Até agora, a tática tem funcionado. Sempre que Trump ameaça anexar territórios estrangeiros – como fez recentemente ao sugerir a incorporação do Canadá e de partes do Panamá, da Dinamarca e da Palestina –, provoca uma previsível onda de indignação. Da mesma forma, o Partido Democrata passou dias, na semana passada, debatendo os riscos de tarifas sobre produtos do Canadá e do México. No fim, Trump recuou, mas conseguiu fazer a oposição perder tempo valioso que poderia ser usado para desenvolver uma estratégia coordenada. O mesmo ocorreu com suas ordens executivas: Trump assinou mais decretos nos primeiros dez dias de mandato do que qualquer presidente recente em seus primeiros cem. Muitos serão desafiados na Justiça, mas cumprem seu propósito imediato e ilustram a dificuldade da oposição em responder a essa enxurrada de ações.
Talvez a maior prova de que a estratégia de Trump está surtindo efeito seja o sucesso do live feed que o New York Times incluiu em sua página principal para acompanhar suas ações. Embora útil, o recurso apresenta um problema fundamental: ao gerar uma cobertura contínua, não ajuda o leitor a diferenciar entre o que é realmente importante e o que é apenas “fumaça” de Trump. Assim, até as declarações mais absurdas ganham ares de urgência, criando um ambiente em que mesmo seus críticos perdem a capacidade de distinguir quais foram as medidas mais relevantes do dia.

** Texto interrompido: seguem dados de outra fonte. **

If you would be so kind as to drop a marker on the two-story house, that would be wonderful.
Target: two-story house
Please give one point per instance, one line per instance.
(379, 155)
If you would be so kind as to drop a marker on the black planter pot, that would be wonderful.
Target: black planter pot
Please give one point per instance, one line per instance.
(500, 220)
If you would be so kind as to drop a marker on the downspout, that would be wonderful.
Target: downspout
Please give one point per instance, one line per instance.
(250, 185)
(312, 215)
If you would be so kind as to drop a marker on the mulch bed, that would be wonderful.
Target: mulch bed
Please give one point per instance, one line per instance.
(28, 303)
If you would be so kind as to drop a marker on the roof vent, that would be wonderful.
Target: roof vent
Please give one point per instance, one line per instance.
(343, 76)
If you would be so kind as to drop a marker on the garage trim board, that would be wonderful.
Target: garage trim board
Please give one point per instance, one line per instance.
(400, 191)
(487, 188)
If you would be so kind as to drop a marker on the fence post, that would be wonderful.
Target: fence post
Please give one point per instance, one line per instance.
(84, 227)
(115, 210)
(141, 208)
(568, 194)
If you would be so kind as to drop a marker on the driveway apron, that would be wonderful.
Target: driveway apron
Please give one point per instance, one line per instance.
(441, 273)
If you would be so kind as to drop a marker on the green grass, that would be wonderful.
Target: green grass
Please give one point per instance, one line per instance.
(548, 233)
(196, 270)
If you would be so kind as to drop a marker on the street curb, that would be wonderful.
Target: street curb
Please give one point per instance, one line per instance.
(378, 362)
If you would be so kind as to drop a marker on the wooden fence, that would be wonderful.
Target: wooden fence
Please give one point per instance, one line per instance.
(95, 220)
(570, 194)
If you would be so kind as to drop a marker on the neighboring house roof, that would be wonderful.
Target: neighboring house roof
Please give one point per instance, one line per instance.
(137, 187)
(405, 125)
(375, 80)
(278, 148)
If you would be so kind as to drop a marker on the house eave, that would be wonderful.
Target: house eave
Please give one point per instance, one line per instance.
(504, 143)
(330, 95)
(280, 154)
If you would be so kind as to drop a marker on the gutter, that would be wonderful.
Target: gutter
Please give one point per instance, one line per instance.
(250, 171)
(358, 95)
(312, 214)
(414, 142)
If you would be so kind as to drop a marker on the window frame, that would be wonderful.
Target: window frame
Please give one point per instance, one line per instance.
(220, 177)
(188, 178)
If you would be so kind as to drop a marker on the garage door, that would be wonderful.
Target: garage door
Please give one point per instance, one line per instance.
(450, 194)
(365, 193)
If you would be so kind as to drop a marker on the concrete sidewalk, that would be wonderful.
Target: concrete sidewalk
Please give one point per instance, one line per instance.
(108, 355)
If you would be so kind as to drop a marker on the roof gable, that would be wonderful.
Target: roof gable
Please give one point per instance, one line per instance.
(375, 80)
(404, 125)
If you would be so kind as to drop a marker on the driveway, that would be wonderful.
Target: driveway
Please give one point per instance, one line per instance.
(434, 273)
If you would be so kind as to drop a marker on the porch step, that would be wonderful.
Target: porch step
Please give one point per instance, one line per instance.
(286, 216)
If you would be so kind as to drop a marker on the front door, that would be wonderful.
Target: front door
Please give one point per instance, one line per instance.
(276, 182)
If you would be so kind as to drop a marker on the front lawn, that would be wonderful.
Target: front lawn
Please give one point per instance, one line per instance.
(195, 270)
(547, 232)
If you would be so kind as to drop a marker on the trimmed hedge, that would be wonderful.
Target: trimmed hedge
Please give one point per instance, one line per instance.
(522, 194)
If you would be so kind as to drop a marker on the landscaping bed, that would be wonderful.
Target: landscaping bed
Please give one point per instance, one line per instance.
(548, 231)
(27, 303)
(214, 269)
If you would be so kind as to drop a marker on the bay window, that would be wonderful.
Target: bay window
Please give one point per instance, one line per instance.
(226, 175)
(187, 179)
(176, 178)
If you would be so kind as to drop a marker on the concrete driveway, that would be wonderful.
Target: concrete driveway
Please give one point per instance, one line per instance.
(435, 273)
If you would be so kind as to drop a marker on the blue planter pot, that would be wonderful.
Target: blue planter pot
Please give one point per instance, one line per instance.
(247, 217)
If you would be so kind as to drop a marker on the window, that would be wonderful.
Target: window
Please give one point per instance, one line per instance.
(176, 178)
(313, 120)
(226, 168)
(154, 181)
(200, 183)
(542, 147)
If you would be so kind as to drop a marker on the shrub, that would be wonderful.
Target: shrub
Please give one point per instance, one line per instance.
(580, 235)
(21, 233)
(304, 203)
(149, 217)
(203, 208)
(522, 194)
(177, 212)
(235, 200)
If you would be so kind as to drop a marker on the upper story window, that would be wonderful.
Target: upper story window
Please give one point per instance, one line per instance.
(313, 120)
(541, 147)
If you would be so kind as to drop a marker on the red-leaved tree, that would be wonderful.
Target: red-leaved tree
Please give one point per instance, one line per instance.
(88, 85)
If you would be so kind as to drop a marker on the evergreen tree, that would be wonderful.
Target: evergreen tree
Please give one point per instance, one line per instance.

Determinar a importância de certas declarações de Trump é um desafio. A ideia de anexar o Canadá, por exemplo, é chocante, mas extremamente improvável de se concretizar. Alguns diriam que não passa de bravata para mobilizar sua base nacionalista ou pressionar o governo canadense em negociações futuras. No entanto, ignorar esse tipo de declaração não é uma opção. O impacto da retórica de Trump é real: suas falas inflamam o sentimento anti-EUA no Canadá e reduzem a confiabilidade americana entre aliados, com consequências potencialmente duradouras para a ordem global.
Embora a maioria das declarações mais polêmicas de Trump esteja relacionada à política externa, é provável que suas ações mais…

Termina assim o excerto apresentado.